Stabilna produkcja mleka. Hodowcy od 17 lat nie zwiększają stada
Warto wspomnieć, że gospodarstwo państwa Kozłowskich w ubiegłym roku zostało wyróżnione nagrodą Polskiej Federacji Hodowców Bydła i Producentów Mleka. Hodowcy znaleźli się bowiem w prestiżowym gronie producentów, którzy uzyskali wydajność sięgającą 10 tysięcy kg mleka, co jest wysokim – jak na ten teren – wynikiem.
– Nauczyliśmy się już tak żywić bydło, aby utrzymywać stały poziom mleczności, z naciskiem na redukowanie kosztów – wyjaśnia Wiesław Kozłowski.
Jak uprawiać słabe gleby i mieć wysokie plony?
Rolnik ma do dyspozycji około 52 ha ziemi. Gleby pozostawiają jednak wiele do życzenia, ponieważ w 70% to piachy V i VI klasy, otoczone lasami i jeziorami.

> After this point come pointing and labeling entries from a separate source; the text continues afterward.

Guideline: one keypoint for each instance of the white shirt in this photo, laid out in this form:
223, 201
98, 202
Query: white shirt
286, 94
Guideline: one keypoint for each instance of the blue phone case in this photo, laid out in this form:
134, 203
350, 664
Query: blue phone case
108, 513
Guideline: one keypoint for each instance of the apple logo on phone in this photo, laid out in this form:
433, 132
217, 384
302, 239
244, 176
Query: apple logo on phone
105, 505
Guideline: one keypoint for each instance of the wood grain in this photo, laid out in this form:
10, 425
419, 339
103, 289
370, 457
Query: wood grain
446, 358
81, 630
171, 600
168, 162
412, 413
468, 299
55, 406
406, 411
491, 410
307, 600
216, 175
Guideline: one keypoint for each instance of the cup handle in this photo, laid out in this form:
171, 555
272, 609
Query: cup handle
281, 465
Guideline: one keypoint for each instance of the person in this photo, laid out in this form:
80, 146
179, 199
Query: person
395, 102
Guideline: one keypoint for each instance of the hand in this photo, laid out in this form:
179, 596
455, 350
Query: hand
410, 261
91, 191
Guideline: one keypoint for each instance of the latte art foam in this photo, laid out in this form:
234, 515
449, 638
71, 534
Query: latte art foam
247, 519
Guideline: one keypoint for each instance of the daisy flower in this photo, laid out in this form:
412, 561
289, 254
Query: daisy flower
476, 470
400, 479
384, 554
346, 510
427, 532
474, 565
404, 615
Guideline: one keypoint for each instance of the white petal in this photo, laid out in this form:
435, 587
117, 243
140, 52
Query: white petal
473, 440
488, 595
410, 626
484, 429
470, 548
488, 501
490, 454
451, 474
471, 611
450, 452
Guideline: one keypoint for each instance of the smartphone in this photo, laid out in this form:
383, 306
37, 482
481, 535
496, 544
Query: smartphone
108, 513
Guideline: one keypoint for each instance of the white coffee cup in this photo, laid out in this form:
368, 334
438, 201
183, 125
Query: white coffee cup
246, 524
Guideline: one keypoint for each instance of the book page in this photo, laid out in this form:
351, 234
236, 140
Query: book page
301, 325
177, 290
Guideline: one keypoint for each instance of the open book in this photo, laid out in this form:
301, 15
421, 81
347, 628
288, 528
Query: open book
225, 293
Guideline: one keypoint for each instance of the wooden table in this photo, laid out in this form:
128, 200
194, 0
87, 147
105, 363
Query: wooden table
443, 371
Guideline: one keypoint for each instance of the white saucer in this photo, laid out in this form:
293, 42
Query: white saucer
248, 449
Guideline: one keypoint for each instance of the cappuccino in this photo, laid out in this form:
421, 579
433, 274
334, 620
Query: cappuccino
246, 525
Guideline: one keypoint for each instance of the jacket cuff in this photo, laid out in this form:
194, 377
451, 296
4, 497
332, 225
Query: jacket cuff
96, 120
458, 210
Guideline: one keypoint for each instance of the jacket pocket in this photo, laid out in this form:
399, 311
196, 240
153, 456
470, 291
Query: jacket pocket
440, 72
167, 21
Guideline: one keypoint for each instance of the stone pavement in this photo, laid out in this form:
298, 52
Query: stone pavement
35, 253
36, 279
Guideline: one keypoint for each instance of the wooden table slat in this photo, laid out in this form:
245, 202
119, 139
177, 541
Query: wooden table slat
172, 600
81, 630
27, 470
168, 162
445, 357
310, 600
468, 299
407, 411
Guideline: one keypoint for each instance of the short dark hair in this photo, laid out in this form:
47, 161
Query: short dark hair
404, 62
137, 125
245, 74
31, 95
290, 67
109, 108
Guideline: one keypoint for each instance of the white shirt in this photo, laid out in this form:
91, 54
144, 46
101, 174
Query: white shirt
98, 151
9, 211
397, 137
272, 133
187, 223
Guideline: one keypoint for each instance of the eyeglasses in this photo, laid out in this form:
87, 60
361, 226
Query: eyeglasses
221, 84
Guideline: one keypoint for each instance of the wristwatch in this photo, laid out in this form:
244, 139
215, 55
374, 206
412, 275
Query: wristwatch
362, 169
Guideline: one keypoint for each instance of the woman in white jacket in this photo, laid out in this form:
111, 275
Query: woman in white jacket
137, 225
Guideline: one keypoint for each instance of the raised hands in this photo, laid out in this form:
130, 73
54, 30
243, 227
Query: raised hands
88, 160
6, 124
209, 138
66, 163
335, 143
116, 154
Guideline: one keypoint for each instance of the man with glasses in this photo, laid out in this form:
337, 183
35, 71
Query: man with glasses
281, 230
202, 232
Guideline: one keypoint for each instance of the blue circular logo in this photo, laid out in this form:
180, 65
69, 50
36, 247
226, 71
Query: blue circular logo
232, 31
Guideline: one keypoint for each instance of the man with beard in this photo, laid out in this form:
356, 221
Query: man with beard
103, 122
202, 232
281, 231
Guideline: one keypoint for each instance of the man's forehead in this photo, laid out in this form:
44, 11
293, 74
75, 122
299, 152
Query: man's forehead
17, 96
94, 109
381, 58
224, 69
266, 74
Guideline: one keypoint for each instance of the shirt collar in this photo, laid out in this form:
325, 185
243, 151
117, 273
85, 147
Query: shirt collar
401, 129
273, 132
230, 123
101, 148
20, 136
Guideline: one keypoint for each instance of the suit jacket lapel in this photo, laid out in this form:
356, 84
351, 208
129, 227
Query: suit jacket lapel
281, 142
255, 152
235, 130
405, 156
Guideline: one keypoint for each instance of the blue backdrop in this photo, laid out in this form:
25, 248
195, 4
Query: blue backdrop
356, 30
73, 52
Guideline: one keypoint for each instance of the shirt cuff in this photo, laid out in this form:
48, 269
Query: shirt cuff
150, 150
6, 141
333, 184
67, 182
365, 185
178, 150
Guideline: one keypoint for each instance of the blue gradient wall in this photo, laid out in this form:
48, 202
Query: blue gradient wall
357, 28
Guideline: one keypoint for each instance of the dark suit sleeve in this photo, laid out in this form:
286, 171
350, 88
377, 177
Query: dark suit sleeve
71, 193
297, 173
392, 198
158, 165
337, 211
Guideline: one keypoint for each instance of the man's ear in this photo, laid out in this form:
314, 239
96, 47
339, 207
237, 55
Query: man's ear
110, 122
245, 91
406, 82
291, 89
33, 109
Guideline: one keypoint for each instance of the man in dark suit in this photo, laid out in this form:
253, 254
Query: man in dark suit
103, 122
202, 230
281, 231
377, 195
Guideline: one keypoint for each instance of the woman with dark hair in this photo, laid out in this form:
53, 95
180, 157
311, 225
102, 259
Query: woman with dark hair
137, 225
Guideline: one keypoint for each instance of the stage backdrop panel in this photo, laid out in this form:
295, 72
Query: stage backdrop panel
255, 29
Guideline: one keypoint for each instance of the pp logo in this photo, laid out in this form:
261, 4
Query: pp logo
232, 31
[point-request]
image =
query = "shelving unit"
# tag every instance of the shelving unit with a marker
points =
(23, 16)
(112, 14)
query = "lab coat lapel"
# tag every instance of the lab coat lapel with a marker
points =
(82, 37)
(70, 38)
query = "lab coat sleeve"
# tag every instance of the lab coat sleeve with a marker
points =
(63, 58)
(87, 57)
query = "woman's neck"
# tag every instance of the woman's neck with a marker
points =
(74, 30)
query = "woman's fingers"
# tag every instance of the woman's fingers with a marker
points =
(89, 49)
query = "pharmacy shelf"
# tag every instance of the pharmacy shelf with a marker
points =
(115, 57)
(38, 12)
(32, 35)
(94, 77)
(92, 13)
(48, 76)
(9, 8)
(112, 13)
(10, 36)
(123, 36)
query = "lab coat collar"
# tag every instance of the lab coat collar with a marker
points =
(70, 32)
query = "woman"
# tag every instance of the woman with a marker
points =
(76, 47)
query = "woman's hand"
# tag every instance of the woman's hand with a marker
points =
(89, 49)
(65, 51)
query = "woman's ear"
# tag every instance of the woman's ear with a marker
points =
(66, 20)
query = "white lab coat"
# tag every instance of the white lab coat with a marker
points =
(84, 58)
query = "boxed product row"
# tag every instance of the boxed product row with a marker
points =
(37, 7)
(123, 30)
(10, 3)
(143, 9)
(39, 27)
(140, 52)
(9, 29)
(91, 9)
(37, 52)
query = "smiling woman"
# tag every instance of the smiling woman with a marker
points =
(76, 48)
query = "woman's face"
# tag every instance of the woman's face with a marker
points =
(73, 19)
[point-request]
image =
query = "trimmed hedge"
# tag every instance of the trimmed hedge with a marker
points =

Jest trochę klasy IV i torfów.
– Już na jakość gleb nie narzekam. Mam to co mam i muszę wyprodukować na nich jak najwięcej dobrej jakości paszy. Przez lata nauczyłem się je uprawiać i naprawdę mamy zadowalające plony. Jak człowiek nauczy się z takimi glebami postępować i ma odpowiedni sprzęt, to one się odwdzięczą. Oczywiście muszę bardzo szczegółowo zaplanować strukturę zasiewów i decydować, co sieję u siebie, co opłaci mi się kupić. I tak np. uprawiam 10 ha kukurydzy na kiszonkę, a plon z kolejnych 5 ha kupuję od sąsiada. Siejąc 10 ha pszenicy i pszenżyta, bardziej zależy nam na słomie, a ziarno jest tylko wartością dodaną. Przy moim areale, jeżeli zależałoby mi na ziarnie, to wolałbym je kupić, bo dla nas cenniejsza jest słoma – wylicza hodowca.
Pozostały areał gospodarstwa zajmują trawy. Są to zazwyczaj gotowe mieszanki przystosowane do gleb z firm Sowul & Sowul, DSV, czy innych wiodących producentów. W tym sezonie – jak przyznał gospodarz – zakupił trochę tańszej mieszanki, nie do końca sprawdzonego pochodzenia i niestety dziś wie, że był to błąd. Dlatego przestrzega, że nie ma co kombinować, by było tanio i dobrze, bo teraz musi doprowadzić to pole do porządku i wysiać dobrą sprawdzoną mieszankę traw.